We are able to assess her actions and make some kind of comment on what she is likely to do in future, and how she should be handled. But that "will she be rehomed?" one.. we actually can not control that, and we know that the foster org will not choose PTS, which leaves us just doing whatever we can from a training perspective to make sure she is a safer dog than when she arrived. While we may be involved in behavioural consults for her, we will not be the ones saying to a potential foster "this dog has problems, are you willing to handle them?" ..rather, we will be the ones saying, "this dog has a known history that makes her a potential danger - given that you are making the choice to keep this dog, this is a way you can handle her behaviours, but YOU are taking a risk, and you have been warned." (...The "you" in that sentence is the foster organisation)
^this will be our position regardless of her behaviour.
For me, in the situation I'm in I wouldn't argue for a PTS because I don't believe personally believe she is dangerous, but if I was the foster coordinator, and I was in charge of muffy's life, I'd also just keep her myself - as many have suggested we do - ...its just not my call though is it? As it stands, the foster people will have to continue to pay us to look after her until such time that they make a decision about what to do with her as an alternative, because unfortunately, we are not in a position to take on another dog long term. And especially since it would be completely insane for us to house a dog of this kind with other clients dogs without constant supervision, - and around my piano students (which with the exclusion of the adults I know to be good with dogs she has been completely isolated from - pain in the ass - and even those adults I've of course kept her at a distance and told them not to approach her as there is too much liability).

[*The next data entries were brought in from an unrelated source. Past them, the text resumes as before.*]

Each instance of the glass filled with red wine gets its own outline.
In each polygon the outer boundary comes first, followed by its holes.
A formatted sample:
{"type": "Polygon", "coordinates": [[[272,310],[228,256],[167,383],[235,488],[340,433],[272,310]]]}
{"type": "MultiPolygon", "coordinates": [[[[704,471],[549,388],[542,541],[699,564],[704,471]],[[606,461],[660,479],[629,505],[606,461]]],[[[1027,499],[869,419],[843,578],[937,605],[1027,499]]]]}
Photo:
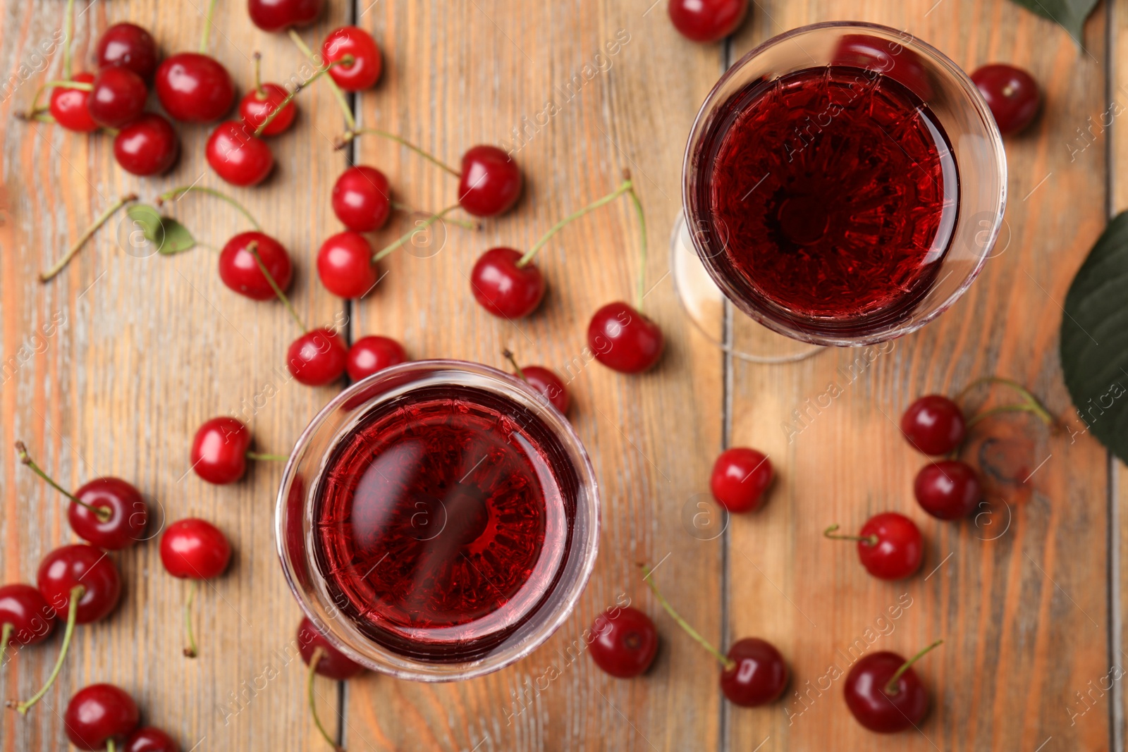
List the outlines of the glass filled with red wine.
{"type": "Polygon", "coordinates": [[[955,63],[884,26],[804,26],[730,68],[697,115],[676,285],[748,360],[884,342],[963,294],[1005,203],[998,129],[955,63]]]}
{"type": "Polygon", "coordinates": [[[539,392],[461,361],[360,381],[302,433],[275,536],[301,608],[353,661],[449,681],[528,655],[591,575],[599,490],[539,392]]]}

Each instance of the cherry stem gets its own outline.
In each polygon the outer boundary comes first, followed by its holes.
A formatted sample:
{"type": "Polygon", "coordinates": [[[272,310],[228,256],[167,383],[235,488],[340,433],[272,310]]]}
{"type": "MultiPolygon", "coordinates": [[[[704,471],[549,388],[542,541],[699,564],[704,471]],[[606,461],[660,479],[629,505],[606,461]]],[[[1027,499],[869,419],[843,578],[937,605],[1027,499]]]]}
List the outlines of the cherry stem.
{"type": "Polygon", "coordinates": [[[860,541],[860,542],[865,543],[867,546],[876,546],[878,545],[878,537],[875,534],[874,536],[846,536],[846,534],[843,534],[843,533],[837,533],[836,534],[835,530],[838,530],[838,524],[837,523],[835,523],[835,524],[830,525],[829,528],[827,528],[826,530],[823,530],[822,534],[826,536],[827,538],[830,538],[831,540],[856,540],[856,541],[860,541]]]}
{"type": "MultiPolygon", "coordinates": [[[[317,60],[319,55],[315,55],[314,51],[301,41],[301,37],[298,36],[298,33],[292,28],[290,29],[290,38],[293,39],[293,43],[298,45],[298,48],[301,50],[315,65],[320,68],[320,63],[317,60]]],[[[337,104],[341,105],[341,112],[345,115],[345,125],[350,131],[355,130],[356,118],[353,117],[352,109],[349,107],[349,101],[345,100],[344,91],[341,90],[341,87],[337,86],[337,82],[333,80],[332,76],[327,78],[326,81],[329,82],[329,88],[333,89],[333,96],[336,98],[337,104]]]]}
{"type": "Polygon", "coordinates": [[[309,331],[309,329],[307,329],[306,325],[302,322],[301,317],[298,316],[298,311],[293,309],[293,303],[291,303],[290,299],[285,297],[285,293],[282,292],[282,287],[279,286],[279,283],[274,281],[274,277],[266,268],[266,264],[263,263],[263,257],[258,255],[258,241],[252,240],[250,242],[248,242],[247,251],[255,257],[255,263],[258,264],[258,271],[263,273],[263,276],[266,277],[266,282],[268,282],[271,285],[271,290],[273,290],[274,294],[277,295],[279,300],[282,301],[282,304],[285,306],[285,309],[290,311],[290,316],[293,317],[293,320],[298,322],[298,328],[301,329],[301,333],[306,334],[307,331],[309,331]]]}
{"type": "Polygon", "coordinates": [[[82,595],[85,594],[85,585],[74,585],[71,587],[70,608],[67,611],[67,631],[63,632],[63,646],[59,651],[59,660],[55,661],[55,667],[51,670],[51,675],[47,676],[47,683],[43,685],[43,689],[32,696],[30,699],[16,706],[19,715],[26,716],[27,711],[43,699],[43,696],[47,693],[51,685],[55,683],[55,679],[59,678],[59,672],[63,667],[63,661],[67,658],[67,651],[70,649],[71,638],[74,636],[74,625],[78,623],[78,602],[82,600],[82,595]]]}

These comments I make about the process of how one might successfully re-home her are not things that I would back in writing while in the capacity of "the pawfectionist" as a business. I'm just speculating about what would be required to safely re-home her, many of my thoughts probably fit into a hypothetical situation where legal concerns do not exist and people getting hurt doesn't matter.. just what it would take to get the dog from point A to point B, and be safe and acceptable at the end.
^these are the things I think about because getting bitten by a dog is not something that scares or concerns me even slightly. But that is ofcourse just me.